PORTALBERITALAMPUNG.COM (SMSI) – Banjir di Bandar Lampung sudah seperti acara tahunan—datang rutin, merusak banyak, dan selalu tanpa solusi nyata. Setiap kali langit mendung dan hujan mengguyur deras, warga tak lagi bertanya “apakah akan banjir?”, tapi “berapa tinggi air kali ini?”
Namun, di tengah genangan air dan jeritan warga yang kehilangan rumah, pemimpinnya justru seperti punya agenda sendiri: mencari siapa yang bisa disalahkan, bukan mencari jalan keluar.
Dinasti yang Tak Menyelesaikan Masalah
Sudah lebih dari satu dekade Bandar Lampung berada di bawah kendali satu keluarga. Dari Herman HN, kini ke Eva Dwiana. Tapi selama lebih dari 15 tahun kepemimpinan itu, satu hal tetap tak berubah: banjir terus datang, makin parah, dan makin memalukan.

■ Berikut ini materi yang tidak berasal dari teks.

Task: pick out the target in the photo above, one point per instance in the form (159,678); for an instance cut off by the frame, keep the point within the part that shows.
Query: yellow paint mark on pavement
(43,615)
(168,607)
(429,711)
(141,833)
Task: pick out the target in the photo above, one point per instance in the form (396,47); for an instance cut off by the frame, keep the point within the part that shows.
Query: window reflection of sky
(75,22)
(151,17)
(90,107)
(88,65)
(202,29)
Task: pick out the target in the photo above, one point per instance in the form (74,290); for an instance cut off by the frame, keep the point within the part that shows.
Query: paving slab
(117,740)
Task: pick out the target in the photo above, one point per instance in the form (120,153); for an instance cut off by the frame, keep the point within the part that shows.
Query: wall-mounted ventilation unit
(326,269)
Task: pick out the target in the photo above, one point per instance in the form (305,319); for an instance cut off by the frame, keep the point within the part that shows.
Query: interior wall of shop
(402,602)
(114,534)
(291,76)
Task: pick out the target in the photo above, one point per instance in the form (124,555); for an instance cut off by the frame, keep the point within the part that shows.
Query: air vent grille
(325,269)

Jika 15 tahun tidak cukup untuk menyelesaikan persoalan air, maka publik berhak bertanya: apakah selama ini kota ini benar-benar dipimpin?
RTH Cuma Jadi Wacana, Drainase Seperti Hiasan
Bandar Lampung hanya memiliki sekitar 5% Ruang Terbuka Hijau (RTH), jauh dari batas minimal 30% seperti yang diwajibkan undang-undang. Alih-alih menambah kawasan hijau, yang tumbuh subur justru proyek bangunan dan perizinan yang seenaknya.
Sementara itu, saluran drainase sebagian besar tersumbat atau bahkan tertutup oleh beton. Air pun tak punya pilihan lain selain masuk ke rumah-rumah warga.
Saat Air Naik, Pemimpin Hilang
Yang lebih menyakitkan bagi warga adalah sikap lambat dan dingin dari pemerintah kota. Dalam banyak kejadian, bantuan datang telat, koordinasi kacau, dan Wali Kota baru muncul setelah banjir surut.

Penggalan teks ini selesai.